Partido tende a optar por ex-presidente, tido como maior ativo eleitoral, do que a atual ocupante do Planalto.

Ricardo Brito e Adriana Fernandes

04 de março de 2016 | 10h52

Lula e Dilma (Dida Sampaio/Estadão)

Lula e Dilma (Dida Sampaio/Estadão)

A nova fase da Operação Lava Jato, que tem o ex-presidente Luiz Inácio Lula da Silva como principal alvo, deve fazer com que o PT se divorcie da presidente Dilma Rousseff. Os petistas não vão perdoar o fato de Dilma – eleita e reeleita por Lula – não ter conseguido controlar a Polícia Federal que hoje conduz coercitivamente o ex-presidente para depor. Entrou na “casa política” dele, o Instituto que leva o seu nome, e deve se estender ainda aos familiares do maior líder político do partido (e do País).

Nos últimos meses, Lula bem que tentou se vacinar a esta fatídica fase, que ocorre nesta sexta-feira, 4. Reforçou sua equipe de advogados criminalistas, exortou a militância e petistas no Congresso a defendê-lo e ainda pediu nos bastidores a cabeça de José Eduardo Cardozo do Ministério da Justiça – o ministro petista deixou oficialmente o cargo ontem (ao que tudo indica, já ciente da ação que envolveria Lula).

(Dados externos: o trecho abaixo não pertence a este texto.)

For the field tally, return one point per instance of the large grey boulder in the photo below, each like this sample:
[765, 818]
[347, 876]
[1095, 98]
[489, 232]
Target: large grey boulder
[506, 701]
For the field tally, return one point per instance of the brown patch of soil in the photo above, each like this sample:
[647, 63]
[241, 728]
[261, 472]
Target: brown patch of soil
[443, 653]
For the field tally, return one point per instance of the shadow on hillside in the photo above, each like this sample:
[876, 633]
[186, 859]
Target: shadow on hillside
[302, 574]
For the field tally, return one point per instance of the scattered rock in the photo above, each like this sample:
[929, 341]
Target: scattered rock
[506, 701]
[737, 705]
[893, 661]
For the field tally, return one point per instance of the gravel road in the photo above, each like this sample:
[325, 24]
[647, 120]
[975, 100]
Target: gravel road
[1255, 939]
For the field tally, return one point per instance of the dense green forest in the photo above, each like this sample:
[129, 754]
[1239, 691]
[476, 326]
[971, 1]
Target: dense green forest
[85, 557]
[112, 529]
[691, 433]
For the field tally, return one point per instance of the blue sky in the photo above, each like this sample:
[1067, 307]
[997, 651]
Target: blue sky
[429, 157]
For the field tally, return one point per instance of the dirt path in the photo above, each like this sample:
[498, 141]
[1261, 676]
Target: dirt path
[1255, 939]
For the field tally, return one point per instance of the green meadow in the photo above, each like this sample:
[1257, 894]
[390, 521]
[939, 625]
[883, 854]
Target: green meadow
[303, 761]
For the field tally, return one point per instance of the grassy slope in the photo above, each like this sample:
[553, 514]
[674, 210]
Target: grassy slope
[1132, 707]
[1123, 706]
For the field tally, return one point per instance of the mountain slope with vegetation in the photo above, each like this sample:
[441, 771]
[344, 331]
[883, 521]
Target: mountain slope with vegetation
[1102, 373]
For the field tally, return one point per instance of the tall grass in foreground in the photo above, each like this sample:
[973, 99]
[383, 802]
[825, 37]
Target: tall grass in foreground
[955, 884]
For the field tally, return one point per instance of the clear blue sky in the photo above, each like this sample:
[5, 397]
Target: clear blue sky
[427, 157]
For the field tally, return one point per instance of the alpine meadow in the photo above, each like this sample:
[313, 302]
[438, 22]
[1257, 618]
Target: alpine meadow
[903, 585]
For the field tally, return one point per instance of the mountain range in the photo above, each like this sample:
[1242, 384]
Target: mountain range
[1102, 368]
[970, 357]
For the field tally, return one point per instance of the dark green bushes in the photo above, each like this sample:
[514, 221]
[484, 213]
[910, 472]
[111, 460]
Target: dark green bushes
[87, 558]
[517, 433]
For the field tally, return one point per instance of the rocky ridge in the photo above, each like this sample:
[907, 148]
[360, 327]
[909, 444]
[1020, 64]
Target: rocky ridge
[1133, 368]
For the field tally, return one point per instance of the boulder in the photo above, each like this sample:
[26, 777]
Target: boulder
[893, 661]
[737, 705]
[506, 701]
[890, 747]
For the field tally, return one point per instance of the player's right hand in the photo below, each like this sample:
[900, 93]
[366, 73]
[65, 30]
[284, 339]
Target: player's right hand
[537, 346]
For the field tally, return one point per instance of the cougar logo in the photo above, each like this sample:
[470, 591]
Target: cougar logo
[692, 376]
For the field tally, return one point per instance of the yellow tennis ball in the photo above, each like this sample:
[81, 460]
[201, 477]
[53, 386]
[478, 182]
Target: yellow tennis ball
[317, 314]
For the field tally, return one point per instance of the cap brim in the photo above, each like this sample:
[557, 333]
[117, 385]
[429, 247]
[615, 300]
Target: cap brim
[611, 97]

A ação deflagrada pela PF – diga-se, autorizada pelo juiz Sérgio Moro – pode ter quebrado um dos raros fios que seguravam a tênue relação entre Dilma e Lula. O ex-presidente reclamava da antecessora que não ouvia seus conselhos para a reanimar a economia – principalmente o aumento de crédito por meio de bancos públicos num PIB que caiu 3,8% no ano passado – e para a política. Ele queria que Dilma conversasse mais com os partidos da base a fim de tentar superar a crise.

De um lado, o PT tem uma presidente com baixíssimos índices de aprovação que está sob ameaça de ser afastada. A revelação ontem pela revista IstoÉ da delação premiada do ex-líder do governo dela, o petista Delcídio Amaral, que a implicou diretamente numa tentativa de liberar empreiteiros presos na Operação Lava Jato reacendeu o ânimo da oposição pela saída de Dilma. Afastamento que poderia vir por meio de um processo de impeachment, via cassação de mandato pela Justiça Eleitoral, que atingiria também o vice Michel Temer, ou até pela renúncia dela.

De outro lado, o partido ainda dispõe de Lula como seu maior ativo eleitoral, seja para suceder Dilma no caso de novas eleições antecipadas ou para o pleito de 2018, apesar da operação da PF e da série de investigações envolvidas no caso. A oposição aposta na sangria dele para voltar ao Palácio do Planalto. Por isso o presidente do PSDB, senador Aécio Neves (MG), libera seus aliados a desgastarem o quanto podem o ex-presidente.

Nessa equação, o partido tende a escolher Lula – um indicativo dessa opção é o fato de deputados e senadores petistas decidirem seguir para São Paulo para acompanhar o caso. Dilma deve ficar ainda mais isolada para garantir uma mínima governabilidade e ainda levar adiante o ajuste e as reformas como a fiscal e a da Previdência (essa última combatida pelo PT).

Até o momento o PMDB, partido esteio da presidente, ainda não se moveu diante dos últimos acontecimentos. Os próximos lances vão mostrar se os demais partidos da base também continuarão a sustentá-la, o que pode agravar o risco dela de permanência no cargo.